A la actitud de los fariseos, arrebujados en su justicia, Jesús opone la alegría de Dios, que prefiere la conversión del pecador a la satisfacción de los justos estancados en sus hábitos adquiridos. En la perspectiva de Ezequiel, Jesús invita a los discípulos a no omitir nada para reunir a los hermanos descarriados. Mateo, a su vez, insiste en el lugar único que cada cristiano ocupa en la Iglesia. Esta no es, en ningún caso, una colectividad anónima; todo cristiano está obligado a compartir la preocupación del Padre por los pecadores.
«Consolad a mi pueblo, dice Dios»… Sí, Dios consuela a su pueblo. ¿Os habéis parado ya a pensar en la ternura de Dios? No quiere que uno solo de los humildes se pierda; como un pastor apacienta su rebaño. Nunca dejó de expresar la Escritura lo inexpresable, la ternura de Dios, maravillosamente unida a su poder. Sí, el Dios que viene y que alza arrogante su brazo victorioso, es también el Pastor que lleva en sus brazos los corderos y cuida de las ovejas.
En aquel tiempo, cuando el destierro en Babilonia había arrebatado al pueblo el último resto de valor, era necesario que Dios le consolara, que se pusiera al frente del gran cortejo que iba a atravesar el desierto para regresar al país. Valles que levantar, montes que abajar, escarpaduras que salvar y caminos tortuosos que enderezar: no faltaban trabajos. Pero Dios, con una palabra que no podía fallar, prometía que él mismo se pondría al frente de la caravana y caminaría a su paso.
En nuestros días quedan muchas murallas por derribar y muchos obstáculos por superar para que el pueblo de Dios pueda vivir tranquilamente en su casa, en medio de un mundo pacífico, unido y fraterno. Un mundo en el que los más pequeños sean los más queridos, y las relaciones humanas pasen por el corazón más que por las armas.

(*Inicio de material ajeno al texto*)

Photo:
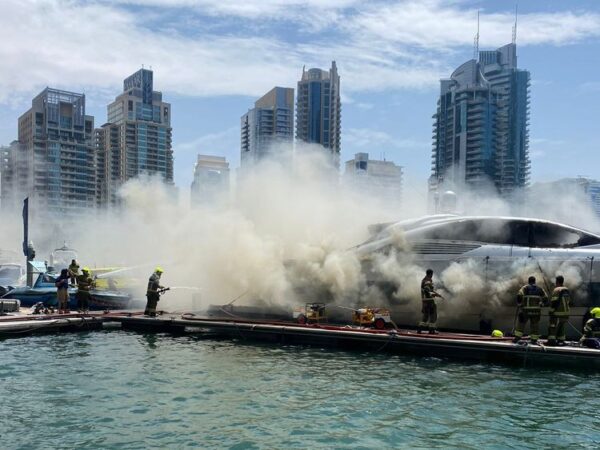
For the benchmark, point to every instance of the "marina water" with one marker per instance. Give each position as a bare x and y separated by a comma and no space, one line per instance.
117,389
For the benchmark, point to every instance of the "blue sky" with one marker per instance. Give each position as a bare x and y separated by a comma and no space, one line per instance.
213,58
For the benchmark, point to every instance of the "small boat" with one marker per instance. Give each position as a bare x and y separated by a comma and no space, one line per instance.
11,275
44,290
60,258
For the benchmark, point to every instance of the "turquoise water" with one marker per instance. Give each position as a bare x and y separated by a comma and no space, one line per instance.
122,390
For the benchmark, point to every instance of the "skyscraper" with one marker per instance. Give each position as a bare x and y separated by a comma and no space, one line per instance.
53,160
381,180
318,110
267,130
211,180
480,132
136,139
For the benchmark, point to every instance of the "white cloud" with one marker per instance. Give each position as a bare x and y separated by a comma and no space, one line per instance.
92,46
212,143
436,24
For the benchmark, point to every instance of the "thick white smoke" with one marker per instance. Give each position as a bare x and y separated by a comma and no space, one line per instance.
286,236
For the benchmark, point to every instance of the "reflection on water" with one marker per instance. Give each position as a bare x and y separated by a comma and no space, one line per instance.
125,390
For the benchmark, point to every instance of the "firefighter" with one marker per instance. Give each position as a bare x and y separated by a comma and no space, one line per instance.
428,307
591,330
153,292
73,271
529,308
84,283
559,313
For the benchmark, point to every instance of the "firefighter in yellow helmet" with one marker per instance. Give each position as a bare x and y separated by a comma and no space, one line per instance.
153,292
85,282
560,309
591,330
529,303
428,306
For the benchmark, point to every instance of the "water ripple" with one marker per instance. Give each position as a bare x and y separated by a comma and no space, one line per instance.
124,390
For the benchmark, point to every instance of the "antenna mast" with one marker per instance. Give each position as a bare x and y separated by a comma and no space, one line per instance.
515,25
476,41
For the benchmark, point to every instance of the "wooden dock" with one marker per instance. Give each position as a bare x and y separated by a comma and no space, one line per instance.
444,345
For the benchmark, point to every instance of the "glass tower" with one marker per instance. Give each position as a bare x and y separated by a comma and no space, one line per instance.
480,131
53,160
318,109
267,130
137,138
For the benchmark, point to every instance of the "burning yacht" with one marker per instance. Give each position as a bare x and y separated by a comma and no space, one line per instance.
499,252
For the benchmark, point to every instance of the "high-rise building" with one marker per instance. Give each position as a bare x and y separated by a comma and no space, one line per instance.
211,180
5,174
53,161
480,131
136,139
318,110
267,130
376,179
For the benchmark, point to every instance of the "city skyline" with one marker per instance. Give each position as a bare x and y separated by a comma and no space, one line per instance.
388,91
481,125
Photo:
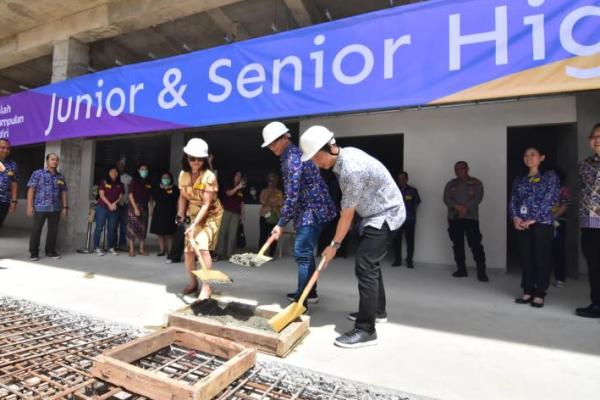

Muchas veces, la tarea parece imposible y vivimos como exiliados, lejos de un Evangelio que ha perdido su sabor de Buena Noticia…
«¡Consolad a mi pueblo!, dice Dios otra vez. ¡Alza la voz, tú que llevas la Buena Noticia!». Necesitamos, ante todo, descubrir de nuevo la ternura de Dios, su amor, su paciencia, su dulzura. Dejar que nos tome en sus brazos, reconocernos todos heridos por un mundo desviado. Porque he aquí que viene Dios y va a cambiar nuestra tierra. ¡Dichosos los que lo acojan con corazón sencillo y bueno! Ellos serán, con Dios, los artífices de la nueva paz.
Sí, Padre, te damos gracias,

nuestros labios lanzan gritos de alegría

y cantamos las maravillas que haces por nosotros.
Tú llenas los abismos que separan a los hombres,
tú trazas un camino

en el laberinto de nuestras soledades,

tu mano conduce al exiliado a su morada.
Por eso el universo entero canta un cántico nuevo,
y el eco de nuestras voces le responde.